I think she, and others like her, should be allowed to recoup in order to give them the strength to go for another day, and another, and another…
On the other hand, perhaps the idea is to do something other than your work, however humanitarian your everyday life is.
Then there are individuals in society who seriously need to learn to give back to their communities. Stock traders and business tycoons who console themselves that they are assisting in the flow of currency must remember that their currency flow does nothing for the child on the street.
My biggest concern about initiatives such as these is the South African mindset of getting things for free. You may recall that inhabitants of Soweto recently caused massive damage to property because they didn’t have electricity. Electricity for which they do not pay.
The truth is that even as the child of a comfortable household, I knew that I would not get new clothes if I did not do my part around the house or if the telephone bill was too high. So I am hesitant simply to hand goods out. I would like for a child to be rewarded with a pretty dress for improving her math grades or behaving better in class.
I will not build a house for someone if they are sitting lazily on the pavement. And I certainly will not participate in the clean-up drives around the country.
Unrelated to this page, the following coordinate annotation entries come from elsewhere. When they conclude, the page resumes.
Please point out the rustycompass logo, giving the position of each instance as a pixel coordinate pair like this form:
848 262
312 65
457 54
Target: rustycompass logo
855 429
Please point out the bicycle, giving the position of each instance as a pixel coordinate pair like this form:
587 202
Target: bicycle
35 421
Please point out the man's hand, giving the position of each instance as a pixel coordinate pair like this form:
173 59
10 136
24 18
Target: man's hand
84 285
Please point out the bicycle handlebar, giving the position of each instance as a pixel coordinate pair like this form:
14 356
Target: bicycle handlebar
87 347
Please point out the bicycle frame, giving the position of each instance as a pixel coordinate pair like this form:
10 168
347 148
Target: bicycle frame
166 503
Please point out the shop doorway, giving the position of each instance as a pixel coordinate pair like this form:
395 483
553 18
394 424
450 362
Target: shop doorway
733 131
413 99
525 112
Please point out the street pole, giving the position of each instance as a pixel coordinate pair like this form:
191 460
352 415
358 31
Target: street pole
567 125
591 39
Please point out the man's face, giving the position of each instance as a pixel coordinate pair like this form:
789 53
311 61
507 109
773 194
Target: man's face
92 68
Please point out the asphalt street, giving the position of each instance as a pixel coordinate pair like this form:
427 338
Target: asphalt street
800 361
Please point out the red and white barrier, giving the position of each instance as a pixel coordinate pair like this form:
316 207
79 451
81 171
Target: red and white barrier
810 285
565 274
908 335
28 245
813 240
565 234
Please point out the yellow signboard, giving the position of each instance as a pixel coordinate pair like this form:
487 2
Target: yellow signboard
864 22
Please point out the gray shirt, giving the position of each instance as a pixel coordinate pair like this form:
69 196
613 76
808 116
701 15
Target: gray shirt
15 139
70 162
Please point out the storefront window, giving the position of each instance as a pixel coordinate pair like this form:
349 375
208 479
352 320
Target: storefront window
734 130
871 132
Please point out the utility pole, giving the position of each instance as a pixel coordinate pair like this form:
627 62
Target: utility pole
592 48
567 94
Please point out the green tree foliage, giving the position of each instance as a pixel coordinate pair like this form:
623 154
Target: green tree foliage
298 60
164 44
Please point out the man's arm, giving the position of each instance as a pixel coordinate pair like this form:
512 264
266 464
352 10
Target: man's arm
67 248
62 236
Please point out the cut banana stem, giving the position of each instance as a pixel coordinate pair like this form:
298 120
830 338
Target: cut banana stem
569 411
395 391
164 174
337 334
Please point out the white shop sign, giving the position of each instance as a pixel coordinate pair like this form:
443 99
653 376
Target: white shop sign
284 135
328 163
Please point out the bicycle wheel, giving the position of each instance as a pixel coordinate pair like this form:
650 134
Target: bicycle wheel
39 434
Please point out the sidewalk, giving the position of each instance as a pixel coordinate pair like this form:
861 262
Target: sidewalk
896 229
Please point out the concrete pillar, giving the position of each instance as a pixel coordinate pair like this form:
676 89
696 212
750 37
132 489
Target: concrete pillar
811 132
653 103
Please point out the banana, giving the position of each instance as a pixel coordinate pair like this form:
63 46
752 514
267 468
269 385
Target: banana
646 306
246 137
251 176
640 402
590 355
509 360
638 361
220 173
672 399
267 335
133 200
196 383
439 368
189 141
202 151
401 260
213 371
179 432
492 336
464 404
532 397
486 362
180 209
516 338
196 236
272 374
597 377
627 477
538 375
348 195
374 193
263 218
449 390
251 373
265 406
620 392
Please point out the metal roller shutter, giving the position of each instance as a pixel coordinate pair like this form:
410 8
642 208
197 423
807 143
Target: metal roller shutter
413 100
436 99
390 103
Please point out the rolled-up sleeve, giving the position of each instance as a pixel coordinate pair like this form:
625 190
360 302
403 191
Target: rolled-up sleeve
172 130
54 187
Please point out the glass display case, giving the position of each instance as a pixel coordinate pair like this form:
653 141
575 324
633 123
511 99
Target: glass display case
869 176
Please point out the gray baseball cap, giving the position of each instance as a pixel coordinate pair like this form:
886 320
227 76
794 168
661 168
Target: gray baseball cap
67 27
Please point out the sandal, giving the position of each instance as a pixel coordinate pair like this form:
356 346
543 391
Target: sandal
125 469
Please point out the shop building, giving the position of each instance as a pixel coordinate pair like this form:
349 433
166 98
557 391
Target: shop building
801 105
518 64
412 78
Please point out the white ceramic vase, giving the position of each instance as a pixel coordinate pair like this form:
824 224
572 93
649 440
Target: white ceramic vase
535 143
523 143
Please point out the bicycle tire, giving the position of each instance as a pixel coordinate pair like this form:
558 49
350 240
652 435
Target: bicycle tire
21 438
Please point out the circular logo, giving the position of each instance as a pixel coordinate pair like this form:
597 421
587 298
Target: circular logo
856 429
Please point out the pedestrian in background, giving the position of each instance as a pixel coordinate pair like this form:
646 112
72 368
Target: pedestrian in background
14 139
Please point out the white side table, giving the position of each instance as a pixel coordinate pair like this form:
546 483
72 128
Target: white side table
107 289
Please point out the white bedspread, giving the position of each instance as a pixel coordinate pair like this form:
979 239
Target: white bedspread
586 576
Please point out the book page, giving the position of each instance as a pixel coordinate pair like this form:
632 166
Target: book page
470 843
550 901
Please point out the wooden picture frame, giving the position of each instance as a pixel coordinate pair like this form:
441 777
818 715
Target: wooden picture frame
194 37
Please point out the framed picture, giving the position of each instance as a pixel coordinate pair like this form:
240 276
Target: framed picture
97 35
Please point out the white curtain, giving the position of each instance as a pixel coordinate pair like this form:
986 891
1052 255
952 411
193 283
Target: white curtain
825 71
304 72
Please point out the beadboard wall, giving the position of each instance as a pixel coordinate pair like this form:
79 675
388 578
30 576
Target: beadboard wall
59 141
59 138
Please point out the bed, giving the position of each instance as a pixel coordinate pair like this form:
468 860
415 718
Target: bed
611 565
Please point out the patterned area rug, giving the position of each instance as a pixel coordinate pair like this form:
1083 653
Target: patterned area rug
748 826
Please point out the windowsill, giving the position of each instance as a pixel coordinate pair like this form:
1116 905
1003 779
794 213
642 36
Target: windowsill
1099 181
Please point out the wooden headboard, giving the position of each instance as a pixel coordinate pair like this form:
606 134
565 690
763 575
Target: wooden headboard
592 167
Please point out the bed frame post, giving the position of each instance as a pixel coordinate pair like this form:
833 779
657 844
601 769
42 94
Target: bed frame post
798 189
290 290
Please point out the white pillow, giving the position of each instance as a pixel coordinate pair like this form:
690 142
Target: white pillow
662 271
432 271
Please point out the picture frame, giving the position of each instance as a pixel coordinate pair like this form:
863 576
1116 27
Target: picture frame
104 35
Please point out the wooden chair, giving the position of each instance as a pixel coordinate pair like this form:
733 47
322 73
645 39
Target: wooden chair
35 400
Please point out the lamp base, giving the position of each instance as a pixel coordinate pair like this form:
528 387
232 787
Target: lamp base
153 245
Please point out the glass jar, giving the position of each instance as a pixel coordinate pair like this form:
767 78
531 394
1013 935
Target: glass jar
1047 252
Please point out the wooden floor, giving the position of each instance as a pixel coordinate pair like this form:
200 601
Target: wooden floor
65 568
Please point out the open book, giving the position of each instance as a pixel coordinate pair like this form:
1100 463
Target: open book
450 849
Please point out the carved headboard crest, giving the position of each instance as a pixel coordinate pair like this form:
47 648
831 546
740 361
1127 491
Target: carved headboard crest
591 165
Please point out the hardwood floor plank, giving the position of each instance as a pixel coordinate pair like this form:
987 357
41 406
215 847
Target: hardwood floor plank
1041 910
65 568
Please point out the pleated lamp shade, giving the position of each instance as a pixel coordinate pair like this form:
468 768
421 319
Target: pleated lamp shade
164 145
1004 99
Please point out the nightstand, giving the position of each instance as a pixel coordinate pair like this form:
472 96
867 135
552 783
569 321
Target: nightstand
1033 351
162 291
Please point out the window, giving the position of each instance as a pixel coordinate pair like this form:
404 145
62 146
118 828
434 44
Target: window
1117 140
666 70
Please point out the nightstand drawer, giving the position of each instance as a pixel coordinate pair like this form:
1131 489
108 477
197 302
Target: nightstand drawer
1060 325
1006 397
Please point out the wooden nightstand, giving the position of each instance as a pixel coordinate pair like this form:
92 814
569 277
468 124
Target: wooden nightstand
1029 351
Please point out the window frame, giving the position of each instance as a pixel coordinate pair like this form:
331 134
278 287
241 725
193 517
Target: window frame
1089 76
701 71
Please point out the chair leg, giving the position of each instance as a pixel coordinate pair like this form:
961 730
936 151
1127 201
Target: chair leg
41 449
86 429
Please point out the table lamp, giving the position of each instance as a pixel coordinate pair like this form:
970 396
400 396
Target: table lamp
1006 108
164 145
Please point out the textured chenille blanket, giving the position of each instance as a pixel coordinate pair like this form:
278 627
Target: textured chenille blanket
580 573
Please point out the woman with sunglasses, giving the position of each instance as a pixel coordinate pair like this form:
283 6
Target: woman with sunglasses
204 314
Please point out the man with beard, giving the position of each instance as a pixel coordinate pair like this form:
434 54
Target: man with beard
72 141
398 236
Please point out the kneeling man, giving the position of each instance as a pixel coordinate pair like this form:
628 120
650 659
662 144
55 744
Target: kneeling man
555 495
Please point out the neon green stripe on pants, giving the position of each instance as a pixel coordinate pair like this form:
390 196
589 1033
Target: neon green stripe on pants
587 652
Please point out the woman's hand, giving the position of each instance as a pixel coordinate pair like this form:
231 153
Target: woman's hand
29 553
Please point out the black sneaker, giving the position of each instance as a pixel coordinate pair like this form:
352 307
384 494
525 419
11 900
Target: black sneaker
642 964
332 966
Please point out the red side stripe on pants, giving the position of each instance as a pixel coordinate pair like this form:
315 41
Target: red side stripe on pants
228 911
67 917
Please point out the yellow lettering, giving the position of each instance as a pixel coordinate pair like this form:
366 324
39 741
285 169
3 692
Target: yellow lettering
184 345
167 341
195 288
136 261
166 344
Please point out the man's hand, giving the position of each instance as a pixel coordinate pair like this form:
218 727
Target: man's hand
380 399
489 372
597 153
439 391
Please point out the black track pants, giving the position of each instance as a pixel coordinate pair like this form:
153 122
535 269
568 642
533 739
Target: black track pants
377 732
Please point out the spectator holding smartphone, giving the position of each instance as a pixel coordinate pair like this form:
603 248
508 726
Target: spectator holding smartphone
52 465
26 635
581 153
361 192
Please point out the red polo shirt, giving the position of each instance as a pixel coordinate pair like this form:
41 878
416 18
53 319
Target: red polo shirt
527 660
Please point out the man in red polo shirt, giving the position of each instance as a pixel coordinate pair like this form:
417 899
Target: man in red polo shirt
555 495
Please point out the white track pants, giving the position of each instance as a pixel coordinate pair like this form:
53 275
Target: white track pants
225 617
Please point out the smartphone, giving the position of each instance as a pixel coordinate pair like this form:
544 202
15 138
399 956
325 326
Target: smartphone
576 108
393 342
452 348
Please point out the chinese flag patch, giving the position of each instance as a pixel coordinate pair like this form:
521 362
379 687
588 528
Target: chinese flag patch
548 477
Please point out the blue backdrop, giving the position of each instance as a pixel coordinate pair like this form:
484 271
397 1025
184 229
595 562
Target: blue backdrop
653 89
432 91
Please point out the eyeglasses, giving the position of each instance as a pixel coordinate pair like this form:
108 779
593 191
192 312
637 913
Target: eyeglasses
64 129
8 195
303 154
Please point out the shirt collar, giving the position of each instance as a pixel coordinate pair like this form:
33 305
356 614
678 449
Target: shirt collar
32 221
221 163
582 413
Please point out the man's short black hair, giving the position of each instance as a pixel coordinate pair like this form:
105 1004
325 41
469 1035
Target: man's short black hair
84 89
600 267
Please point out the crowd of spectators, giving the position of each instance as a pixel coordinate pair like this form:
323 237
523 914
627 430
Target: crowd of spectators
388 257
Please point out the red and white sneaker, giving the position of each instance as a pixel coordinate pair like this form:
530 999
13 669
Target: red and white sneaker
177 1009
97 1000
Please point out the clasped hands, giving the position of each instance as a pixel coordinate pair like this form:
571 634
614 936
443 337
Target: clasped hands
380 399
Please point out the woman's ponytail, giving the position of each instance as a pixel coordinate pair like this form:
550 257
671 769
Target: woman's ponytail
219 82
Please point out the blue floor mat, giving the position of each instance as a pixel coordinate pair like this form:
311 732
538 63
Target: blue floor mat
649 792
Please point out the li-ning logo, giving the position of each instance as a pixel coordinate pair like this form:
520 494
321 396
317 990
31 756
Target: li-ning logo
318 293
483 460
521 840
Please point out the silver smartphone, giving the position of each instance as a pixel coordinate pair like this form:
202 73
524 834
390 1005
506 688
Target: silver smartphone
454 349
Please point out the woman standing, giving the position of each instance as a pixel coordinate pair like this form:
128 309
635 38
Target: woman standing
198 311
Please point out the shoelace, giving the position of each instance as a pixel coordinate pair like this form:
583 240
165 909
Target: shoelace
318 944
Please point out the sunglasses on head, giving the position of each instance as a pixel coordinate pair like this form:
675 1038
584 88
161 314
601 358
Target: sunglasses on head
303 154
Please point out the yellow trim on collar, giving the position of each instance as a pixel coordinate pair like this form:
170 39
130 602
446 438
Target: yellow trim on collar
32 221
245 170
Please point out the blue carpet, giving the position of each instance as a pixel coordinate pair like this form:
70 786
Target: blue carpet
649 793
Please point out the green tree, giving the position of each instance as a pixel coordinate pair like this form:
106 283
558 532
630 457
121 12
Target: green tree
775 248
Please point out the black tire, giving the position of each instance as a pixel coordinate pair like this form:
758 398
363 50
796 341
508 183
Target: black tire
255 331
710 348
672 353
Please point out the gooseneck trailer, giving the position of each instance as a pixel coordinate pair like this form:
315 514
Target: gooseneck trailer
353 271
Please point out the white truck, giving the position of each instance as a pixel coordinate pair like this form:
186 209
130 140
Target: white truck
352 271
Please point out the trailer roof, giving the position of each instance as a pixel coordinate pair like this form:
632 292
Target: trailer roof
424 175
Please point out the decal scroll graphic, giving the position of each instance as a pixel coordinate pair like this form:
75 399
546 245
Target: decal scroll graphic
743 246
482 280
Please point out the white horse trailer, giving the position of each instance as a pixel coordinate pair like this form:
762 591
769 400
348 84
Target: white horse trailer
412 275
Cleaning up the streets is the government’s job and if they fail to fine those who litter then I am sorry, but I will not compensate for their inefficiency.
Community service is good, but the government must do their job.
As for my first question… I think I know what those who work daily in areas of service should do for these kind of events: they should assist the rest of the country to do their part. Open up the doors for citizens to visit the hospital wards, tell them if the children need toys. Give people the opportunity to educate communities about transmissible diseases, or to plant vegetable gardens. I know of so many people who don’t reach out simply because they don’t know where or how to start.